La situation économique des hôpitaux, qu’ils soient publics ou privés, continue de se détériorer en France. C’est ce que révèle une nouvelle étude publiée ce jeudi, dressant un panorama inquiétant du secteur hospitalier pour l’année 2024. Malgré plusieurs plans de soutien successifs de l’État et une mobilisation inédite des personnels de santé lors de la crise sanitaire, les comptes des établissements hospitaliers accusent un nouveau revers.
Selon ce rapport, la quasi-totalité des structures hospitalières en France affiche une dégradation de ses finances par rapport à l’année précédente. Les déficits ne cessent de se creuser, motivés par la montée continue des coûts de fonctionnement, l’augmentation des besoins en personnel, ainsi que par une stagnation, voire une baisse, des recettes de l’activité courante. Les hôpitaux publics, qui prennent en charge la majeure partie des soins courants et des interventions d’urgence, se trouvent particulièrement fragilisés. Le document met en avant une hausse des dépenses liées à l’énergie, à l’achat de matériels et de médicaments, mais également à la revalorisation partielle des salaires, une mesure qui n’a pas toujours été compensée par des financements supplémentaires.

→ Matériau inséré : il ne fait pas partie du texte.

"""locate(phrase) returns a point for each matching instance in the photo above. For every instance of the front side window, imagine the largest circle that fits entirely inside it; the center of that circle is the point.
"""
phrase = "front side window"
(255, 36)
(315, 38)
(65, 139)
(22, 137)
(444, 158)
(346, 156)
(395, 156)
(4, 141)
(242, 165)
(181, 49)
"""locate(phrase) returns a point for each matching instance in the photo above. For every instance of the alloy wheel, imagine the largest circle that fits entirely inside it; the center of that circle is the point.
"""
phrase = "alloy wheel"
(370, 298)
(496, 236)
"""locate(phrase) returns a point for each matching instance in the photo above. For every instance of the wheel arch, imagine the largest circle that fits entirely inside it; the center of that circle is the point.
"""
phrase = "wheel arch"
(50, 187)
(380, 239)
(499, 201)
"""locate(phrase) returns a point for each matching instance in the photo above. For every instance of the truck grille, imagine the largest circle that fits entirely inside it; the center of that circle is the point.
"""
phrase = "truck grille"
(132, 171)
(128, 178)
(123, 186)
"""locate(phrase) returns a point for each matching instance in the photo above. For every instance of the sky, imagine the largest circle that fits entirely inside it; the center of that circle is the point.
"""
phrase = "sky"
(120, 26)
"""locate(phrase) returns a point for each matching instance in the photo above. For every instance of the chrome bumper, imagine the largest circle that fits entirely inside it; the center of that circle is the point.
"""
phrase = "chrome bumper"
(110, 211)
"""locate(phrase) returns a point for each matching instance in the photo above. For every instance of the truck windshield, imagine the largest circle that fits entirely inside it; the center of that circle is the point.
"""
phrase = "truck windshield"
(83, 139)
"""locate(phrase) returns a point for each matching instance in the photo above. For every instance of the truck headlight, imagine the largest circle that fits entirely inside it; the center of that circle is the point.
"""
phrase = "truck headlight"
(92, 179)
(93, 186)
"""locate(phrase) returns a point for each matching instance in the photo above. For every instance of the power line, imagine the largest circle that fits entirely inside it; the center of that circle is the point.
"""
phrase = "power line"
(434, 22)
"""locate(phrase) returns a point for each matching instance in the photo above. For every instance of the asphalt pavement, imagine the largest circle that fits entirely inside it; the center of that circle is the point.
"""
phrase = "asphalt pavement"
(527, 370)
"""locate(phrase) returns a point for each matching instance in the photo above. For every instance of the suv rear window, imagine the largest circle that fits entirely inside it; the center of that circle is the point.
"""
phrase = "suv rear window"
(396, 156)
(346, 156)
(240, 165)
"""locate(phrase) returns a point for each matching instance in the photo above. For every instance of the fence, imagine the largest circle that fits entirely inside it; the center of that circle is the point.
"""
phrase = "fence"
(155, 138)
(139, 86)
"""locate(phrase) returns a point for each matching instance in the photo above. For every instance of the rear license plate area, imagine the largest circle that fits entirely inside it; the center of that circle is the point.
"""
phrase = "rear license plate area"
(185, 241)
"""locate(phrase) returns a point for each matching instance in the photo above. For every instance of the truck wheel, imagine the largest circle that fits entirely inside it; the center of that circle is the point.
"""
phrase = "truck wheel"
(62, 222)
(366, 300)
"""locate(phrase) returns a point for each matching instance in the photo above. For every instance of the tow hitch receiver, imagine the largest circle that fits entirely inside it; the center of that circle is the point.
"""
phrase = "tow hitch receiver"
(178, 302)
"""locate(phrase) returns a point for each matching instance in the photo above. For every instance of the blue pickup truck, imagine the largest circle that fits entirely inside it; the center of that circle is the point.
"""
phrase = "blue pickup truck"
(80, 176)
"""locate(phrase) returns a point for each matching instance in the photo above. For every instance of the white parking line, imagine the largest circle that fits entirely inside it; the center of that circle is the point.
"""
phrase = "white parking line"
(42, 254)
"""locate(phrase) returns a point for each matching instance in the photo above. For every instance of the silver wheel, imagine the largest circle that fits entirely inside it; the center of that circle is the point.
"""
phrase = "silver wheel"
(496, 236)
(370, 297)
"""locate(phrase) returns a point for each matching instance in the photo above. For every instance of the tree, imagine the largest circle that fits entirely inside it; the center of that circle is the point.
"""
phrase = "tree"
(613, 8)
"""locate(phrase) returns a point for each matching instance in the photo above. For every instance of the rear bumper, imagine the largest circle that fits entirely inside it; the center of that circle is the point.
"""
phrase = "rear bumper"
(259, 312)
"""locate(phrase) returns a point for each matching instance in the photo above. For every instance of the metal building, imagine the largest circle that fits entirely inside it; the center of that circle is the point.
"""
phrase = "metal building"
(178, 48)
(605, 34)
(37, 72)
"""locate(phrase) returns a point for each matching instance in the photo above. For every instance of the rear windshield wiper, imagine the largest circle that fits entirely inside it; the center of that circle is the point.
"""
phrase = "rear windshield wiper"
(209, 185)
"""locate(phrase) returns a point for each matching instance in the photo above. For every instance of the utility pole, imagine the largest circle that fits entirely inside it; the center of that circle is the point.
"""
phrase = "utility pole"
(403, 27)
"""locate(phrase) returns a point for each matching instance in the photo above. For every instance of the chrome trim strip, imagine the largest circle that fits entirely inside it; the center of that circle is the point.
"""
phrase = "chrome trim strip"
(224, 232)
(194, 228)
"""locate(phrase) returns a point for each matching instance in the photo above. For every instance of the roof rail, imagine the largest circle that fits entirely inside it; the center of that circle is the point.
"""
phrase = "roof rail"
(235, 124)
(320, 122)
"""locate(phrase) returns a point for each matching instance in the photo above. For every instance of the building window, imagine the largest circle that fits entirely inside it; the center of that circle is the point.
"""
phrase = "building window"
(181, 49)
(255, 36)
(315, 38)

Du côté des hôpitaux privés, la situation n’est guère plus reluisante. Si certains établissements tirent leur épingle du jeu grâce à une gestion plus souple ou à des pôles d’excellence, l’immense majorité est confrontée à la même équation difficile : comment contenir les charges dans un contexte de forte inflation, sans compromettre la qualité des soins et l’accessibilité des patients ? L’étude souligne d’ailleurs que le secteur privé doit faire face à l’augmentation du coût des emprunts, conséquence directe de la remontée des taux d’intérêt, qui pèse sur les capacités d’investissement des cliniques.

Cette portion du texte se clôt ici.